Meta affirme que NSO Group a poursuivi ses opérations d’espionnage contre les utilisateurs de WhatsApp malgré une injonction permanente émise en 2025 aux États-Unis. L’entreprise affirme avoir identifié puis bloqué de nouvelles tentatives d’ingénierie sociale basées sur des liens piégés menant vers l’extérieur de l’application.

Meta avait déjà obtenu une interdiction durable contre NSO Group de la part de la justice américaine, une décision le rendant responsable de 1 400 infections, puis une lourde sanction financière de 168 millions de dollars. Le nouvel épisode donne une autre ampleur à l’affaire : le conflit s’inscrit dans un affrontement toujours actif autour de WhatsApp et ne relève plus seulement d’un contentieux passé.
Une campagne d’espionnage bâtie sur des liens externes
La méthode est basée sur le phishing ciblé. Méta affirme que NSO Group a tenté d’inciter certains utilisateurs à cliquer sur des liens malveillants ouvrant des sites en dehors de WhatsApp.
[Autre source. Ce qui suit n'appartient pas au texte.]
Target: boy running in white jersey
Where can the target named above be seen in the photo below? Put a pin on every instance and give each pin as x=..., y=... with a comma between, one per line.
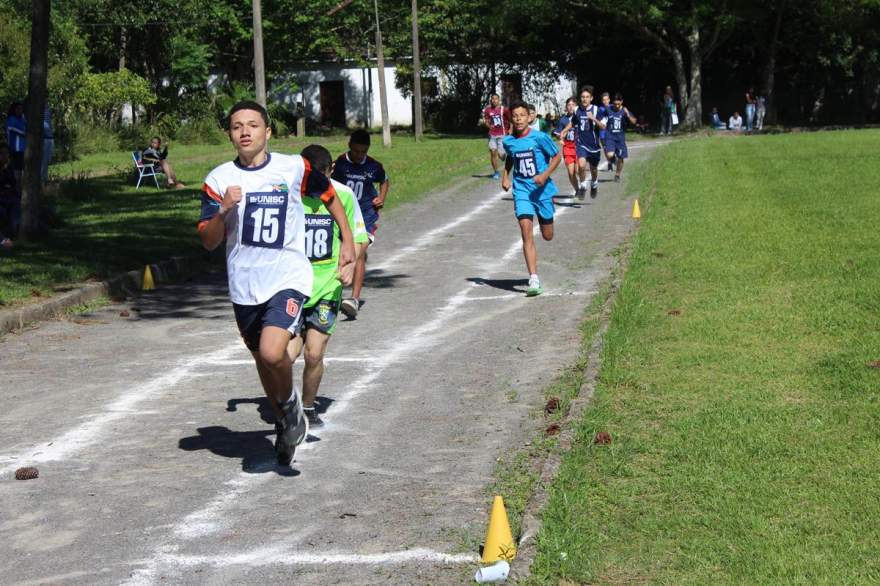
x=255, y=203
x=587, y=121
x=322, y=248
x=569, y=154
x=497, y=119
Le géant des réseaux sociaux compare ce mécanisme aux campagnes de phishing en un clic déjà associées à NSO Group.
Meta ajoute avoir identifié et supprimé des comptes tests ainsi que des groupes créés sur WhatsApp dans le cadre de ces opérations. La société a également publié trois URL comme indicateurs de compromission pour aider à repérer cette activité :
- ikhwancast[.]com
- Ghazacast[.]com
- fr24cast[.]com
Cela compte également sur le plan juridique, puisque Meta considère que ces actions violent directement l’ordonnance de 2025 qui interdit à NSO Group de cibler WhatsApp ou ses utilisateurs. Le groupe cherche ainsi à montrer que la nouvelle campagne constitue une violation d’un cadre juridique déjà établi.
Pegasus reste au centre de la menace
NSO Group conserve un profil particulièrement sensible dans le secteur de la surveillance numérique. La société israélienne est connue pour Pegasus, un logiciel espion avancé déjà utilisé contre des politiciens, des militants, des journalistes, des universitaires et d’autres personnes sensibles. Cette réputation explique pourquoi chaque nouvelle activité attribuée à NSO Group dépasse largement le cadre de la simple fraude en ligne.
La pression américaine n’est en aucun cas nouvelle. NSO Group figure sur la liste des sanctions depuis novembre 2021 pour avoir fourni à des gouvernements étrangers des logiciels utilisés contre des individus et des organisations aux États-Unis. Meta rappelle également que les outils du groupe ont été utilisés par des régimes répressifs pour cibler des dissidents en dehors de leurs frontières et souligne qu’un responsable du groupe NSO a lui-même évoqué devant le tribunal la recherche d’autres vecteurs d’accès au-delà de WhatsApp.
WhatsApp, de son côté, insiste sur le fait que le chiffrement de bout en bout protège efficacement les messages et les appels contre Pegasus et autres logiciels espions. Cette protection ne dispense cependant pas d’une hygiène technique stricte. WhatsApp demande aux utilisateurs de maintenir leurs applications et systèmes d’exploitation à jour afin de minimiser la surface d’attaque.